A reshuffle in the administration and organisation of the TCA in 1991 did not have an immediate effect, but the mid-1990s brought a more professional approach, and the state's side re-branded as the Tasmanian Tigers, and with a new headquarters in the renovated Bellerive Oval, the state finally started to achieve more regular success. The side surged to the final for the first time in 1993–94, only to lose to New South Wales, but showed they were capable of successes at first class level. The 1997–98 season saw the Tigers qualify for the final off the back off a remarkable six straight victories, and they were desperately unlucky not to win the competition after such dominance.

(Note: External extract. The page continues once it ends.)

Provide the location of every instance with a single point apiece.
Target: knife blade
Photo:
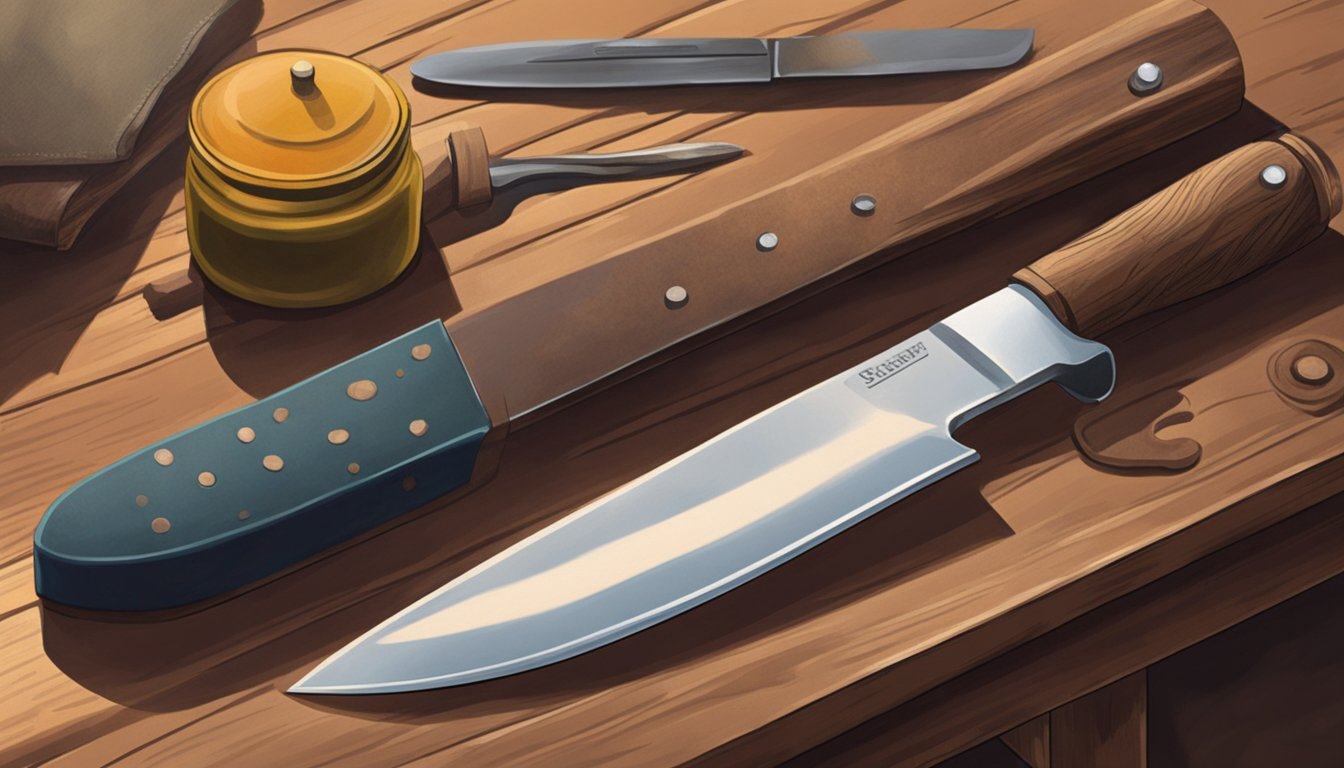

In the late 1990s Tasmania continued to produce top level cricketers. Players such as Jamie Cox, Dene Hills, Shaun Young and Michael Di Venuto became stars of the state side, and can all be considered unlucky not to have found a place in the Australian side.

Recent success

The Tigers continue to remain competitive in all forms of the Australian domestic game, and in 2006–07 were successful in claiming their first-ever Sheffield Shield title. Five years later, they won the Shield a second time in 2010–11, and again in 2012–13. The Tigers have also qualified for the final on four other occasions in 1993–94, 1997–98, 2001–02 and 2011–12, but had to settle for second place.

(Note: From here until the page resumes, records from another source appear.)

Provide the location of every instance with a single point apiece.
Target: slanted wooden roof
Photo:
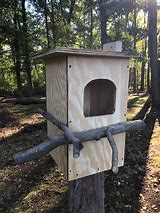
(81, 52)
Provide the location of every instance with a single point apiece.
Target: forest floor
(38, 186)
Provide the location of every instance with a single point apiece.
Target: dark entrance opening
(99, 97)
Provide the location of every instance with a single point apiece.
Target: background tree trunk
(46, 23)
(27, 61)
(103, 20)
(16, 56)
(134, 47)
(155, 81)
(86, 195)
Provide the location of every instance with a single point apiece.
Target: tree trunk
(134, 46)
(155, 81)
(46, 23)
(71, 9)
(53, 24)
(27, 61)
(103, 20)
(144, 59)
(16, 55)
(91, 28)
(86, 195)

The Tigers have fared better in the Ford Ranger Cup, winning it four times in 1978–79, 2004–05, 2007–08, and in 2009–10. They have also been runners-up twice in 1977–78, and 1986–87. The Tigers were also unlucky to finish as runners-up in the second season of the Australian domestic Twenty20 KFC Twenty20 Big Bash competition in 2006–07.

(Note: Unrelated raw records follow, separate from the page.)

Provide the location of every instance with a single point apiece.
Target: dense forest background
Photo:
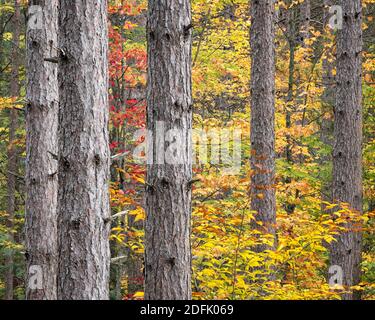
(224, 264)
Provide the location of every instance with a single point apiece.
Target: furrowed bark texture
(168, 198)
(347, 154)
(12, 152)
(41, 145)
(263, 114)
(83, 200)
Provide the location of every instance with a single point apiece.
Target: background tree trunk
(263, 114)
(12, 150)
(168, 198)
(83, 200)
(41, 148)
(347, 154)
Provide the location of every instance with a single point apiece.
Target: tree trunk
(328, 101)
(263, 115)
(168, 191)
(83, 199)
(41, 149)
(347, 154)
(12, 151)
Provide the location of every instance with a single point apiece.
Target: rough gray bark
(12, 151)
(41, 149)
(347, 154)
(168, 191)
(83, 199)
(328, 101)
(263, 114)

Tasmania's recent successes at domestic level have been reflected in selection for the Australian national cricket team. Spinner Jason Krejza played two tests on the back of solid performances for the state, but failed to impress at international level. Brett Geeves was selected in the One Day International squad for 2008, and has since gone on to also play in the Indian Premier League. Fast-bowler Ben Hilfenhaus was included in the national squad for the 2007 ICC World Twenty20 and a tour of India, before making his test cricket debut in South Africa in 2009. During the 2009 Ashes series, wicket-keeper Tim Paine was called into the squad as a late replacement for injured reserve wicket-keeper Graham Manou.

Cricket Australia encouraged the state sides to recruit a foreign star for the 2009/10 season, in order to boost the appeal of the KFC Twenty20 Big Bash internationally. Tasmania pulled off one of the biggest coups in this recruitment programme, when they signed Sri Lankan star Lasith Malinga. Disappointingly for the Tigers, Malinga was forced to withdraw due to a change in international commitments for the Sri Lankan side. On 16 November 2009, Cricket Tasmania announced that Dimitri Mascarenhas would replace Malinga as Tasmania's overseas player for the 2009/10 KFC Twenty20 Big Bash. However Rana Naved-Ul-Hasan played instead of Mascarenhas. Ul-Hasan also played the following season of the Big Bash.